Багинский не был монархистом, на ура воспринял отречение царя, говорил в проповедях, что теперь в стране будет республика, она принесёт народу благоденствие. С надеждой на будущие благие перемены вступил в партию кадетов, стал активным её членом.
С опозданием доходили в Евгащино вести из Петрограда и Москвы. Новость о победе в октябре-ноябре семнадцатого большевиков и известие об убийстве в Царском Селе при большом стечении народа солдатами-большевиками протоиерея Ионна Кочурова пришли одна вслед другой. В деревнях у мужиков не изменилось отношение к церкви за эти бурные месяцы после отречения царя, но было в Евгащино несколько вернувшихся с фронта солдат, они частенько сбивались вместе, пьянствовали, матерились, а напившись, открыто богохульствовали. Это было невиданным явлением, мужик не позволял себе подобного. Убийство Иоанна Кочурова подтверждало опасения – большевики круто берутся за церковь.

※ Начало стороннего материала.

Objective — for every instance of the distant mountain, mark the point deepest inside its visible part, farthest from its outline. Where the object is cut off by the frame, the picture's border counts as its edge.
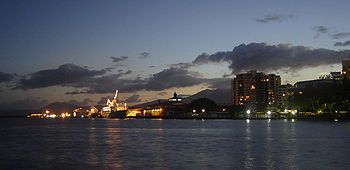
(59, 107)
(219, 96)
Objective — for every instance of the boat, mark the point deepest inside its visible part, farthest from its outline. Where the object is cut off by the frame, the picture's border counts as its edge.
(114, 108)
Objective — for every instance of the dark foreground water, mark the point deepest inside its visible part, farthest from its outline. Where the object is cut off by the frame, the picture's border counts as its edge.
(173, 144)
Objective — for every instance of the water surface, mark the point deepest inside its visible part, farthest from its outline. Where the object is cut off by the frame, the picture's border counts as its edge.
(173, 144)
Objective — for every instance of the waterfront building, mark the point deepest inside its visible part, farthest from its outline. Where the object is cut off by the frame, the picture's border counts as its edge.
(171, 108)
(284, 92)
(255, 90)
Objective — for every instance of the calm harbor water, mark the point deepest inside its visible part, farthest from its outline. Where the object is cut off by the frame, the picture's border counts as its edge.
(173, 144)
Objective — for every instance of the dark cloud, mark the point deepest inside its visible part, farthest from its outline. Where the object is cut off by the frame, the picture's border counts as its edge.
(273, 18)
(340, 35)
(168, 78)
(264, 57)
(5, 77)
(342, 44)
(173, 77)
(219, 83)
(144, 55)
(85, 102)
(133, 99)
(75, 92)
(119, 59)
(63, 75)
(320, 30)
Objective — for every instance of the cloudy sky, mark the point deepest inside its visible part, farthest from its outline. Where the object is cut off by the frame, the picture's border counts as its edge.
(81, 51)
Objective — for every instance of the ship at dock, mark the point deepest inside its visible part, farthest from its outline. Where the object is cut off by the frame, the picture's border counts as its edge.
(114, 108)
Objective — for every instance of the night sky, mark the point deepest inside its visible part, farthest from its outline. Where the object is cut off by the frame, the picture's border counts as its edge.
(81, 51)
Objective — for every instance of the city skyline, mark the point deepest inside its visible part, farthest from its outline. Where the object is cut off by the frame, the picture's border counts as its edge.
(82, 51)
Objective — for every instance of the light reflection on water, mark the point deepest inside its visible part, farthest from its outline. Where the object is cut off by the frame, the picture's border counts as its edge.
(173, 144)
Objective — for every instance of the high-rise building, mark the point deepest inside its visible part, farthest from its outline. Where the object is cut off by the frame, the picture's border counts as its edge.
(283, 94)
(255, 90)
(346, 69)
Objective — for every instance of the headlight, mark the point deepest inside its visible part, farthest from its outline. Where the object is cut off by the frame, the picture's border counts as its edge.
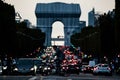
(4, 67)
(16, 69)
(32, 69)
(49, 68)
(45, 68)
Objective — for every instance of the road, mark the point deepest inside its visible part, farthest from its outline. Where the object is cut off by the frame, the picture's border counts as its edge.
(81, 76)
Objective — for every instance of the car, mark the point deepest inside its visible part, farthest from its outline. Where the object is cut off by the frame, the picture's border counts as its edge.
(37, 63)
(0, 67)
(73, 69)
(24, 66)
(102, 69)
(45, 69)
(118, 70)
(63, 69)
(87, 69)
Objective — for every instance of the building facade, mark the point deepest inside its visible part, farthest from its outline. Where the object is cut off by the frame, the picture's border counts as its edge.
(48, 13)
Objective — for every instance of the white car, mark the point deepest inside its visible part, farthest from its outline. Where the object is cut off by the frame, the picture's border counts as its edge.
(102, 69)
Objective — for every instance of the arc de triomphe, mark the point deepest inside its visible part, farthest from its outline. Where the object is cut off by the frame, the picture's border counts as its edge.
(48, 13)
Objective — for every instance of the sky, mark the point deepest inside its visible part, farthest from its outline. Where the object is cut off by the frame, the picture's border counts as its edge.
(26, 8)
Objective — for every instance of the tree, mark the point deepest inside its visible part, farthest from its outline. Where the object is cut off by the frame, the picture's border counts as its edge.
(7, 29)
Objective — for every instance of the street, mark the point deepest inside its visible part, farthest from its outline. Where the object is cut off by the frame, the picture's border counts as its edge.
(81, 76)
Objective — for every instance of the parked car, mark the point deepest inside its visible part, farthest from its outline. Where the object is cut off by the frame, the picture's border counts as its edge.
(102, 69)
(24, 66)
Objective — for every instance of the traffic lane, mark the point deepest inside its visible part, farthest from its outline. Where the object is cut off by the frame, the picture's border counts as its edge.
(15, 77)
(81, 76)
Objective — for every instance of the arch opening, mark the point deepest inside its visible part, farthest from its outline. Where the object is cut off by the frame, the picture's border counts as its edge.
(57, 34)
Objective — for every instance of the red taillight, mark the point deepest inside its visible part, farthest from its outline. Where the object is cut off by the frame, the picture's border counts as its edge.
(108, 68)
(77, 67)
(63, 67)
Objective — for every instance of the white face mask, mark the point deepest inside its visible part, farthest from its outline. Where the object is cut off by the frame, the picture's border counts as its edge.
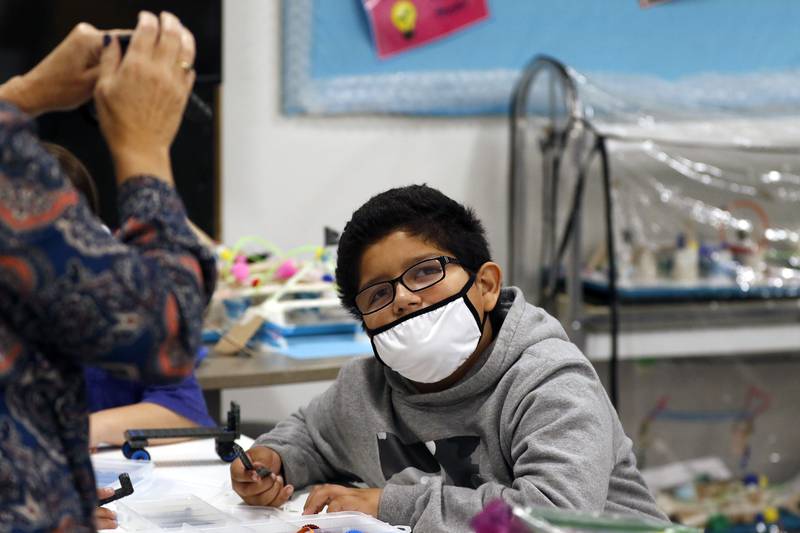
(429, 345)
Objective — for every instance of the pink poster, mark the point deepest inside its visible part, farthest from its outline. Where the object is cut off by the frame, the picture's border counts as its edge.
(399, 25)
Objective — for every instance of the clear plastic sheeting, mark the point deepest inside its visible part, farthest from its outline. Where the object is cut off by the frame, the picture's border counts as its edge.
(704, 185)
(659, 221)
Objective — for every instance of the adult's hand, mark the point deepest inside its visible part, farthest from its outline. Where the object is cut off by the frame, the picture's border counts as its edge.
(140, 98)
(269, 491)
(64, 79)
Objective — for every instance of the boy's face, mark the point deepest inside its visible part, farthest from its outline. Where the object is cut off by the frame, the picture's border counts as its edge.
(391, 256)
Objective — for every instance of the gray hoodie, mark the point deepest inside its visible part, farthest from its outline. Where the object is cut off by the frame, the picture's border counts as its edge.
(532, 424)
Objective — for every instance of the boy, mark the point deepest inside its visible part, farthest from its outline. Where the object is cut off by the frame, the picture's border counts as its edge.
(473, 393)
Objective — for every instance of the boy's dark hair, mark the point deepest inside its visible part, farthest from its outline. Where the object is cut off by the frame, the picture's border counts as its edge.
(76, 172)
(419, 210)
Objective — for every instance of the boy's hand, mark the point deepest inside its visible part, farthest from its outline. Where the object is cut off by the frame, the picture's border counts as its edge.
(105, 518)
(269, 491)
(339, 498)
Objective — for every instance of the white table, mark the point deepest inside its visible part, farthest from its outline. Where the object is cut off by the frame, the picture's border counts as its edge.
(193, 467)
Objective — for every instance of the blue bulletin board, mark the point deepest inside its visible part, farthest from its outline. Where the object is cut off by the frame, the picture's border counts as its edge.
(330, 65)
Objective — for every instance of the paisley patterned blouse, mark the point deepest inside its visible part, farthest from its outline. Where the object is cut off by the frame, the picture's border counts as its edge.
(70, 294)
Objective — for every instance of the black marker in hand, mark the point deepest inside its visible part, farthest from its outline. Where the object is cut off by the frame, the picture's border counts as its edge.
(262, 471)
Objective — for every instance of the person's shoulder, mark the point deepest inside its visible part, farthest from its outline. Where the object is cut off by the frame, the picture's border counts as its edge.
(537, 362)
(360, 370)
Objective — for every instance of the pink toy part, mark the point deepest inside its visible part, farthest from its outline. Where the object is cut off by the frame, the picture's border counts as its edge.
(286, 270)
(240, 270)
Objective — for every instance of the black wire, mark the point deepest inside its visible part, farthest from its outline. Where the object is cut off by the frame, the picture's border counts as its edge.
(577, 196)
(612, 274)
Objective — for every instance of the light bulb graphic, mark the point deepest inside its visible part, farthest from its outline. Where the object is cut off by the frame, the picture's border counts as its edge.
(404, 17)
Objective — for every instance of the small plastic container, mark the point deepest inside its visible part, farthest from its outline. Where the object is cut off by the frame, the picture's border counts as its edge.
(344, 522)
(108, 469)
(169, 514)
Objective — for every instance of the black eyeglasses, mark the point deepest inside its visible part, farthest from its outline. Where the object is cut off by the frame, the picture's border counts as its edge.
(418, 277)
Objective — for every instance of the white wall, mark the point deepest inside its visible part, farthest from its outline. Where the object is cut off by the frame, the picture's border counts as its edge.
(284, 178)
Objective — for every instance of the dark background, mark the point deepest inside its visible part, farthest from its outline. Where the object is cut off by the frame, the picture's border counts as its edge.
(29, 29)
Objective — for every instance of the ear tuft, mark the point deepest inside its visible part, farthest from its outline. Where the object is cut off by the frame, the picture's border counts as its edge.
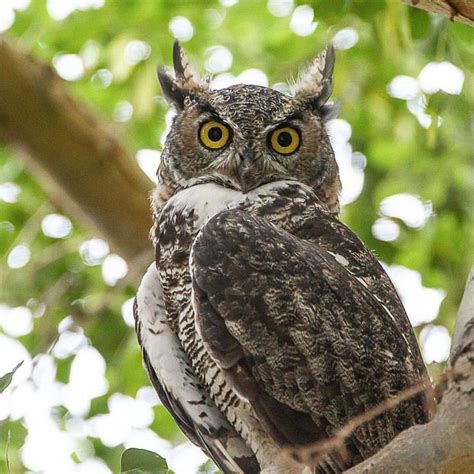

В Омске отец Виталий пошёл к Свято-Успенскому кафедральному собору. Площадь перед ним кишела народом. Кого здесь только не было – мужики, бабы, гимназисты, студенты, встретил знакомого преподавателя учительской семинарии. В длинном пальто, в шапке, типа скуфейки.
– А какое сегодня у нас, батюшка, число? – спросил тот, хитро улыбаясь.
– Четвёртое, – ответил Багинский.
– А вот и нет, а вот и нет, – захихикал преподаватель, только сейчас батюшка понял, педагог подшофе. – Нет такого дня в феврале. Сегодня у нас аж семнадцатое.
– Тьфу-ты, – вспомнил батюшка о переходе на новый календарь, который сделал скачок на тринадцать дней вперёд, февраль начинался сразу с четырнадцатого.
Несколько тысяч прошли по Омску с хоругвями, иконами, возглавлял крестный ход владыка Сильвестр, он шёл впереди в окружении священников. Двигались от храма к храму, у каждого преосвященный Сильвестр служил молебен, обращался к народу с пастырским словом, призывал всех оставаться верными вере Христовой в тяжелую годину и не отдавать безбожникам на поругания церкви.
Многотысячное шествие привело в ярость недавно захвативших власть в городе большевиков. Они задумали обезглавить омскую церковь, арестовать «главного попяру Сильвестра», уж больно большой у него авторитет в Омске. В ночь с пятого на шестого февраля за владыкой пришёл отряд матросов. С установлением новой власти в Омске появилось немало лихих людей, которые проникая в дома под видом обысков, чинили грабежи и насилия. Владыка запретил открывать ночью дверь кому бы то ни было. Матросня прикладами колотила в двери и ставни архиерейского дома, устрашающе стреляла в воздух, грозила устроить взрыв, если не пропустят в дом. «Перестреляем всех, как собак!» – угрожали криками. Эконом Николай Цикура дал команду бить в набат на соборной колокольне, чтобы собрать набатом народ к пастырскому дому.
Отец Виталий, бывая в епархии, не один раз сталкивался с Цикурой, он производил впечатление умного и решительного человека. Ворвавшись к владыке, обозлённые матросы, матерясь и угрожая оружием, начали требовать:
– Где архиерей?
Владыка шагнул навстречу:
– Я – архиерей!
Его грубо схватили, не дали одеться, в подряснике, а мороз стоял нешуточный, повели из дома на улицу. Цикура попытался защитить епископа, хотя бы передать ему тёплую одежду и получил разрывную пулю от главаря отряда. Это было настолько неожиданно, настолько жутко, безоружный человек был застрелен вот так запросто, походя.
О смерти эконома Багинский узнал на второй день после возвращения в Евгащино. Будь отец Виталий в ту ночь рядом с владыкой, при его характере – бросился без раздумий, отстаивать своего архиерея. И не избежал бы своей пули. Но до неё оставалось ещё девять лет.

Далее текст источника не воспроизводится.